It has been so long since I have vented in the form of People I Want To Punch In The Face. It's time. Oh, yes it is time.
It came to me today as I sat in the Apple store with my busted IPhone. The screen shattered when I was on an emergency potty run with my three year old during my six year old's "soccer game." I put soccer game in quotations, because seriously, have you ever watched six year olds play soccer? It's a mix of excessive celebration combined with organized chaos and nose picking. Anyways, while coaxing my youngest child to go potty, my IPhone fell from my pocket and landed face down on the bathroom floor. The screen was shattered. Long story short I made an appointment at the "Genius Bar." Really? Come on, as far as I can tell the employed "Geniuses" are bored pseudo techies punching a time clock. I don't remember the name of my "Genius" however he wore an official blue shirt, glasses and about a million electronic gadgets affixed to his belt. *HOT*. My Genius took one look at my phone shook his head and actually made a tutt, tutt, sound with his tongue, something I might expect of an 84 year old, but he couldn't have been over 25.
He placed my phone on the table and pressed here and there determining after 22 seconds that my phone was bent. He removed my case and noticed something "sticky" on the back of my phone, and snickered in disgust. "What is that?" he questioned, eye brows raised and smirking. As my three year old sat beside me mindlessly pounding his chubby fingers on a sample Ipad, I looked him straight in the eye and said: "Have you ever seen inside a mommy's purse? How the hell do I know?" He quickly announced that I would need a replacement. He picked up my phone and started fiddling around disabling icloud, and resetting passwords. He handed it back to me, informing me I needed to back my phone up and come back later to purchase the new phone. I sighed and texted my husband about the latest expense, and realized that most of my contacts had simply disappeared. Gone. Erased. I panicked. HOW AM I GOING TO REACH IAN'S DAD TO ARRANGE A PLAY DATE? HOW CAN I REACH THAT ONE BABYSITTER WE USED LAST YEAR? HOW WILL I REMEMBER WHO MY KID'S PEDIATRIC DENTIST IS??? Holy crisis.

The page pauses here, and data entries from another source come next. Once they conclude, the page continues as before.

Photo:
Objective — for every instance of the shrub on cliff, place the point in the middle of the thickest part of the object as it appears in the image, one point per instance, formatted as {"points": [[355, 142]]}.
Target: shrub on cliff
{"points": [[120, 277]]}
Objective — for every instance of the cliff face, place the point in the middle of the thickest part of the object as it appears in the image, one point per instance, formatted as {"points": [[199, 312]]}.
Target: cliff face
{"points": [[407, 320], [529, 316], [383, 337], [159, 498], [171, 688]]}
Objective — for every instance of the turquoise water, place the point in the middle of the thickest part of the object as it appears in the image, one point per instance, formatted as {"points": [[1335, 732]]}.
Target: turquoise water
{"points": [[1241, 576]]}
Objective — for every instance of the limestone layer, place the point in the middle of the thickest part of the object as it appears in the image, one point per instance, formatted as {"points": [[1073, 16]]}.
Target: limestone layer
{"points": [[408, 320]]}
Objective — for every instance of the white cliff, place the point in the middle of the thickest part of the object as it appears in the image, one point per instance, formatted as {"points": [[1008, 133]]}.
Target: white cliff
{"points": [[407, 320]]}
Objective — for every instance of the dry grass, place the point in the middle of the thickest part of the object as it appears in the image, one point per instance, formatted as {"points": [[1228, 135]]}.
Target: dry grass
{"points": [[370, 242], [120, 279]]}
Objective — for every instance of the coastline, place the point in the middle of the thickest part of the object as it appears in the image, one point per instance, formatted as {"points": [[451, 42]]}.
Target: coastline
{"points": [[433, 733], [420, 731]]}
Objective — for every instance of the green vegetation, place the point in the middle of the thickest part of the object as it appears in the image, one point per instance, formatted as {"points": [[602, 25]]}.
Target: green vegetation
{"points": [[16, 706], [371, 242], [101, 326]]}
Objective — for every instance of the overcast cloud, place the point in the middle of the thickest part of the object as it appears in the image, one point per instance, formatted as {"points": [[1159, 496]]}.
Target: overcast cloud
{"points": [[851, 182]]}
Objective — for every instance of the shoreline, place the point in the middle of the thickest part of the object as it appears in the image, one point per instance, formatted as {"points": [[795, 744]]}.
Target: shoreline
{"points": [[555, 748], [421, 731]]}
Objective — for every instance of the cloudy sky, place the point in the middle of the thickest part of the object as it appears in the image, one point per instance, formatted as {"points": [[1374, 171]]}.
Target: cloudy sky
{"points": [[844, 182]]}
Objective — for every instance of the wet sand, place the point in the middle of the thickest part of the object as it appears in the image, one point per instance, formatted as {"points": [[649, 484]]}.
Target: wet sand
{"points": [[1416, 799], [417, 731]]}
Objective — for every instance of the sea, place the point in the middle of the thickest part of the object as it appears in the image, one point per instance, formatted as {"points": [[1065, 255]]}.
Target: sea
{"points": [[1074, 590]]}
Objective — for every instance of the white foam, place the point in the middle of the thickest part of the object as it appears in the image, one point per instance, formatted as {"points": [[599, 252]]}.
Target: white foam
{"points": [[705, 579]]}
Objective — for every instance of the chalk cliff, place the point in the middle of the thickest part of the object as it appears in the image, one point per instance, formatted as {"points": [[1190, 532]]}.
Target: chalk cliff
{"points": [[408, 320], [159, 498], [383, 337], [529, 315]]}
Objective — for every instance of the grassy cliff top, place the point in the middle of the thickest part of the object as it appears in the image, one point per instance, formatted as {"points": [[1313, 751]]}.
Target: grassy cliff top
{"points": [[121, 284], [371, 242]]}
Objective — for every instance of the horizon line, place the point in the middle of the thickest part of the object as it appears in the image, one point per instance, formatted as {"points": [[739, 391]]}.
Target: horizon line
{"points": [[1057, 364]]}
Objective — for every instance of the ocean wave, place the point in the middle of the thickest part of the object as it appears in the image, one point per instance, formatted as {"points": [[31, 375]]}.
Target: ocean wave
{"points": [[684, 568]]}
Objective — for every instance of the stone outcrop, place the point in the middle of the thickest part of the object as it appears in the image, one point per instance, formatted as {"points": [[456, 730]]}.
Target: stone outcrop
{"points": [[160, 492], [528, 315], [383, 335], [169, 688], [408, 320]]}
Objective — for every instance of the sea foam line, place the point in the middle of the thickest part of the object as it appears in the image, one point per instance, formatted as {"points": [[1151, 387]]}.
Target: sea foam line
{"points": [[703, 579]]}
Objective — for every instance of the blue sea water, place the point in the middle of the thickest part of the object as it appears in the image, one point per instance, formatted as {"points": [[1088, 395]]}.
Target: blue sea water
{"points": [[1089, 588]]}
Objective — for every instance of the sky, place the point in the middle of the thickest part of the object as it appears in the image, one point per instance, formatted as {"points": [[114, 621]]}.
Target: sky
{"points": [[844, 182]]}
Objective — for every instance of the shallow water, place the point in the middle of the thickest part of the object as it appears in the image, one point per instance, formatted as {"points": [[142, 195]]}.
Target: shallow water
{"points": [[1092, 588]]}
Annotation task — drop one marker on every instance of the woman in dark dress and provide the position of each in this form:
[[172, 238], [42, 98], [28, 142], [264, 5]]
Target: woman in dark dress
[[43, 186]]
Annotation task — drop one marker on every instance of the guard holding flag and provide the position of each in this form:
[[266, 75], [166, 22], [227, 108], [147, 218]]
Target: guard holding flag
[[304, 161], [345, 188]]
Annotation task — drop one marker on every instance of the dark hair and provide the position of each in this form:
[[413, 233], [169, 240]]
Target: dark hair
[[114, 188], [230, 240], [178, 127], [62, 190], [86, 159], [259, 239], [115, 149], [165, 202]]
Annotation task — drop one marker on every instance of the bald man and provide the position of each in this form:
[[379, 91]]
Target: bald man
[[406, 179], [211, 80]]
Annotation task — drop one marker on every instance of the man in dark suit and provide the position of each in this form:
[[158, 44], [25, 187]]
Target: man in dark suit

I asked my Genius, what had just happened. He looked down at my phone in complete dismay, informing me he had no idea, and it was certainly nothing that he had done. Dude. One minute I held my trusty IPhone with all 170 contacts in place. The next after you put your genius hands all over it my contacts are gone.... you are telling me this is a coincidence? "Miss, I don't know what you want me to do, they are gone." Um... hello.... aren't you called a Genius? This is Genius? Are you kidding me? No. No. Apparently he was not kidding me. He handed me the work order and told me to return in a few days for a new phone and walked away. Leaving me....contactless.
I left the store, irate, my busted IPhone in my purse and my cranky three year old on my hip screaming for an Ipad and informing me that he had just had an "accident" which was now obvious to anyone within a two mile radius. As I walked my stinky child to the restroom I remembered to secure my phone now devoid of contacts in my purse, since this was in fact how I ended up at the "Genius Bar" in the first place.
So Public Service Announcement: Keep your phone tucked in a safe place when bent over your child in a public restroom, and never trust a genius with your contacts. You are welcome.